Si interrogamos cada una de estas fotografías nos hablan desde su interioridad y expresan la ciudad que Digar escudriñó, los instantes precisos para una fotografía precisa, por eso aún no sabemos al no ver una muestra mayor de las fotografías de Digar, cuál será su punto de vista, su concepción como fotógrafo y, sobre todo, esa palabra, su estética, que se desliza estoica, y lo deja a uno pesando y a los cautos aún más pensado, cómo se podría definir su actividad.
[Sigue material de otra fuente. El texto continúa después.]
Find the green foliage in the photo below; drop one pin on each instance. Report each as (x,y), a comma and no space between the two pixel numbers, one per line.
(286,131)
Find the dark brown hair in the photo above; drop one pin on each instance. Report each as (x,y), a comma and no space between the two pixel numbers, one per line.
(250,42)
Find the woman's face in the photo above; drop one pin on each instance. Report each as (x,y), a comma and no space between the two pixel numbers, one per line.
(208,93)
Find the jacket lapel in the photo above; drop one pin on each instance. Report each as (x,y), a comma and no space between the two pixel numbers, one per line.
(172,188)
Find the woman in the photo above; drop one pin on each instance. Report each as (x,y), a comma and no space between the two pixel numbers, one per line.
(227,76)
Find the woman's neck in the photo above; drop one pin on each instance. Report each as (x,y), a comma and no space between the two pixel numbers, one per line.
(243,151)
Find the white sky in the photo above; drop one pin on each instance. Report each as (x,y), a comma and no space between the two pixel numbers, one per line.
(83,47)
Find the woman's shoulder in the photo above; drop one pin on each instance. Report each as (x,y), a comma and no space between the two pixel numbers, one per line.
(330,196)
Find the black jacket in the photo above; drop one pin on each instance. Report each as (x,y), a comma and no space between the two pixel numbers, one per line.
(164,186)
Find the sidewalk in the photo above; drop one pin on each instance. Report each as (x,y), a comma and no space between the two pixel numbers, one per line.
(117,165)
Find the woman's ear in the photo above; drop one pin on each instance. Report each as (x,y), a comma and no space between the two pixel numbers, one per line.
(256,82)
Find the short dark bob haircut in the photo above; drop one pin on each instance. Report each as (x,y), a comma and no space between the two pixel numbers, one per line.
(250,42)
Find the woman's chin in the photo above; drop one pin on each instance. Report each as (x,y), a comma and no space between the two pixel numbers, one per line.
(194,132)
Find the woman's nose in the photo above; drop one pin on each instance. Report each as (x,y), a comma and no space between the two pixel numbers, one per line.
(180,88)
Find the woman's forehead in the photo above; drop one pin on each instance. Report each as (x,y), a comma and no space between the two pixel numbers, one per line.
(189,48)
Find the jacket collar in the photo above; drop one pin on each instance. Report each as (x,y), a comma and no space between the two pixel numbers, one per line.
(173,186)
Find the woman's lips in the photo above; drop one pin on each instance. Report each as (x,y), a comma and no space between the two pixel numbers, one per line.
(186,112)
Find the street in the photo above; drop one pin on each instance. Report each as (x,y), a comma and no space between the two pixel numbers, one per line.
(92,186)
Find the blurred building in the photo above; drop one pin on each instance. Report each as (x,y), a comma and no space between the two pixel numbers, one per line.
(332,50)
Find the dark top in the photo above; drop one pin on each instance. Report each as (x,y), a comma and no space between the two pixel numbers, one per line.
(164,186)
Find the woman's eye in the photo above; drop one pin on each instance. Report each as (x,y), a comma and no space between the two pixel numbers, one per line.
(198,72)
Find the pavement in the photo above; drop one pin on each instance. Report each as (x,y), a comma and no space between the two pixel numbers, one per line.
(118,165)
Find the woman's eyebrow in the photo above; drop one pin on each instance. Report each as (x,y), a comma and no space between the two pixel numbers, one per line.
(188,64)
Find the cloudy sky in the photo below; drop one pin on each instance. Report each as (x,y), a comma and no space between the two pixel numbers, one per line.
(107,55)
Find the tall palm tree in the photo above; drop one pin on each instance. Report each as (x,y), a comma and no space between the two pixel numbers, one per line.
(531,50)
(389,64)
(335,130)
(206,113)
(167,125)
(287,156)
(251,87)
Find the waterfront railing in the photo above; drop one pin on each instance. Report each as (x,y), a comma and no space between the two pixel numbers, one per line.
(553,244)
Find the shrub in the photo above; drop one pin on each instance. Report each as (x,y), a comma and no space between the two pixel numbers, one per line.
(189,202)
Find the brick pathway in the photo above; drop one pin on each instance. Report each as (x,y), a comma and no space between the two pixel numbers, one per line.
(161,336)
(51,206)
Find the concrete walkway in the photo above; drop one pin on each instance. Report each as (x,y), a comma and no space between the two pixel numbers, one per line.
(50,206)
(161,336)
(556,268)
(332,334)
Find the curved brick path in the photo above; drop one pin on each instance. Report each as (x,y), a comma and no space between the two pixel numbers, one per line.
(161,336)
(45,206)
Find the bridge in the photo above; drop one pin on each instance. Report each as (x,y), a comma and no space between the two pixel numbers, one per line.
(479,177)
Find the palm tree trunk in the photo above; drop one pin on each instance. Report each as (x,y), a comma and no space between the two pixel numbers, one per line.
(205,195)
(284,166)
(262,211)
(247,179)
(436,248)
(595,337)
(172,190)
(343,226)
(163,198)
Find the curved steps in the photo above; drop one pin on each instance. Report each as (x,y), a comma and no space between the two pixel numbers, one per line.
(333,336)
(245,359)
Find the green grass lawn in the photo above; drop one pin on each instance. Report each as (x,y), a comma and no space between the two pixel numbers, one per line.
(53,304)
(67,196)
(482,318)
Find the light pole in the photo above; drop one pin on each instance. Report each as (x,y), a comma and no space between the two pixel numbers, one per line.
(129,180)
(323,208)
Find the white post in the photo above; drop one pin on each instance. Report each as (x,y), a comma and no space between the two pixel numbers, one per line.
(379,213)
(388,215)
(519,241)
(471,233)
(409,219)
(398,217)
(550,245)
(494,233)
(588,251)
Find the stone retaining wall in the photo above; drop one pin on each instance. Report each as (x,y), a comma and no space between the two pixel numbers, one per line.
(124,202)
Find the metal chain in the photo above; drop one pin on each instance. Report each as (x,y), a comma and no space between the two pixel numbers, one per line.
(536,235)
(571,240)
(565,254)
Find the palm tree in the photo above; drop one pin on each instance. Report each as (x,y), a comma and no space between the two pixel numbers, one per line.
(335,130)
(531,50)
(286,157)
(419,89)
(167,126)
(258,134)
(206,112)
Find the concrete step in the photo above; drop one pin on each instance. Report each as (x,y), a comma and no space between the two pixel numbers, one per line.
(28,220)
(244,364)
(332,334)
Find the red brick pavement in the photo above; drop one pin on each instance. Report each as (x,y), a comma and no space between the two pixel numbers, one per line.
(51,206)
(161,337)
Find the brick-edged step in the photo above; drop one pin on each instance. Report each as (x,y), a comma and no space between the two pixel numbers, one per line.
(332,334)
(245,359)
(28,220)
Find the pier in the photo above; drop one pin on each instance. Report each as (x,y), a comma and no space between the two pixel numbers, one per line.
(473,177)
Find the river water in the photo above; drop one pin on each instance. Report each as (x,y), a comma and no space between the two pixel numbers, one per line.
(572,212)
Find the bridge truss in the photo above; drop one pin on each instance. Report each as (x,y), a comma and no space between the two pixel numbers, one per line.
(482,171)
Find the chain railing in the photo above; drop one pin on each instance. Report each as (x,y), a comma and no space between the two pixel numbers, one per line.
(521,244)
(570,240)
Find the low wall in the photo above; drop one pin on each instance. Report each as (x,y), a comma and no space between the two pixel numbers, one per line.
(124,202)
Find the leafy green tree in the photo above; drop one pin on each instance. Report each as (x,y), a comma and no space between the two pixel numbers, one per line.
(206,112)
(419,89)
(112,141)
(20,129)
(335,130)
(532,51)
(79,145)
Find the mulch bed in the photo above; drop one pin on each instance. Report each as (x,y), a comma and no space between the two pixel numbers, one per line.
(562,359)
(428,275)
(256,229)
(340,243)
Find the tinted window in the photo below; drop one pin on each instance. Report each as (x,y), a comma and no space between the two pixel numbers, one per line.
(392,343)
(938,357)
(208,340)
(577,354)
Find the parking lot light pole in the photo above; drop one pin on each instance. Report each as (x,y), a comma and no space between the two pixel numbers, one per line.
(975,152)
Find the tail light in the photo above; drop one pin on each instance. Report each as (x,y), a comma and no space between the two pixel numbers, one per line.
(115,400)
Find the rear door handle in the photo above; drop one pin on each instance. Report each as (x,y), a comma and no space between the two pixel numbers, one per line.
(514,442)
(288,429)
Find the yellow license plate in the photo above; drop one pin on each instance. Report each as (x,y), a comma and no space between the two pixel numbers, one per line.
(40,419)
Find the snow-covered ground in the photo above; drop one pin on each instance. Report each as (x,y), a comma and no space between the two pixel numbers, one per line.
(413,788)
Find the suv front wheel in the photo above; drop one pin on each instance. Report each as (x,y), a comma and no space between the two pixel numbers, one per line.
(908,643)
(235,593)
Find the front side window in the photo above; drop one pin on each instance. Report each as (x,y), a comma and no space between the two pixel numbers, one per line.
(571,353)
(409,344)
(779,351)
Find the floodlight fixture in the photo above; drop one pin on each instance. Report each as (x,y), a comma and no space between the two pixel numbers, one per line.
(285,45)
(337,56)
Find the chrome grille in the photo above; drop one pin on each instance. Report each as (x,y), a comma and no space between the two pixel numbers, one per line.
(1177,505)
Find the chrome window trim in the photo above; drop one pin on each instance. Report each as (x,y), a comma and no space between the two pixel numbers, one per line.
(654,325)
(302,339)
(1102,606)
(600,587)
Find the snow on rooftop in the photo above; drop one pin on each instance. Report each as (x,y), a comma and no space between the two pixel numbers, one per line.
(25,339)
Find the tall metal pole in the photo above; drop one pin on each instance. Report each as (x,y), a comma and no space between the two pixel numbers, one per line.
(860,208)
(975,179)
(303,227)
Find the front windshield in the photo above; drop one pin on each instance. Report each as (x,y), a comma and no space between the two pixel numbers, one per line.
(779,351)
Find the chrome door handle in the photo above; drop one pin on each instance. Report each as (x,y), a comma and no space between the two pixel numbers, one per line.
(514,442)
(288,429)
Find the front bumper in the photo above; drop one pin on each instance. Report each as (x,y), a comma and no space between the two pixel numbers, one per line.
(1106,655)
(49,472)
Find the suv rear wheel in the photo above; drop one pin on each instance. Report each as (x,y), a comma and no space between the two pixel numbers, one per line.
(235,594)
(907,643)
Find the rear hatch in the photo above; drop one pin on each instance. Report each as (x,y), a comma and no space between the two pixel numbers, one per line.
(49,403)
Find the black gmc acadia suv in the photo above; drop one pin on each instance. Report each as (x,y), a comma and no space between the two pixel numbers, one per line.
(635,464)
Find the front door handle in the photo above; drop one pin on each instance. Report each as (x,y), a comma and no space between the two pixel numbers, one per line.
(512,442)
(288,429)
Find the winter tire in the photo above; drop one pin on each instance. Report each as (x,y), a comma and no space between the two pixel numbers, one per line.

En esta pequeña muestra, yace un paisaje urbano que el vivió y auscultó en su plenitud, un paisaje caro que caminamos por la ciudad y nos sorprende al mirar las fotografías como si fueran el antídoto para un poderoso deja vu que sentimos cuando nos sobrecogemos por alguien, por Digar, que al fotografiarla nos ha dejado un rastro de la Villa, tan amada. De todas maneras, esta exposición, que es una suerte de expiación con respecto a Digar, es un gran paso posible y lleno de simpatía para acceder y conocer el mundo de Diego García. Hamilton y Johana seguro requisarán, revisarán con ahínco ese universo de 60.000 fotografías para sacar a flote la vida que Digar le dedicó a su arte para indagar, buscar, preguntarse por Medellín. Así como nosotros la buscamos a través de nuestras palabras, a través de nuestros poemas, y novelas y a través de crónicas para acompañar, desde la lejanía a Digar en su mundo impreso en sus fotografías, ineludibles, tatuadas como una manera de recobrar bella y perenne esa ciudad que huye ante nuestros ojos, a veces con nostalgia, esa puta del recuerdo, como diría Caín, que nos lleva a preguntar, ¿qué paso aquí? Eso sí con la extrañeza y cercanía, con la certeza y nobleza, de esa ciudad que huye y que cada fotografía de Diego García recobra y retiene desde su lejanía.




2 comentarios:

Unknown dijo...

Gracias don Víctor por tan sentido e íntimo relato. No se equivoca usted al asegurar que seguiremos auscultando a Digar en sus diversas dimensiones: técnica, ciudad, hombre y obra; que en conjunto, ha sido una de las fuentes más fecundas para dimensionar la memoria de esta ciudad que nos tocó vivir, amar y odiar al mismo tiempo. ¡Un abrazo!

Anónimo dijo...

Gracias don Víctor por este escrito que nos llega al alma. Jorge A. García L.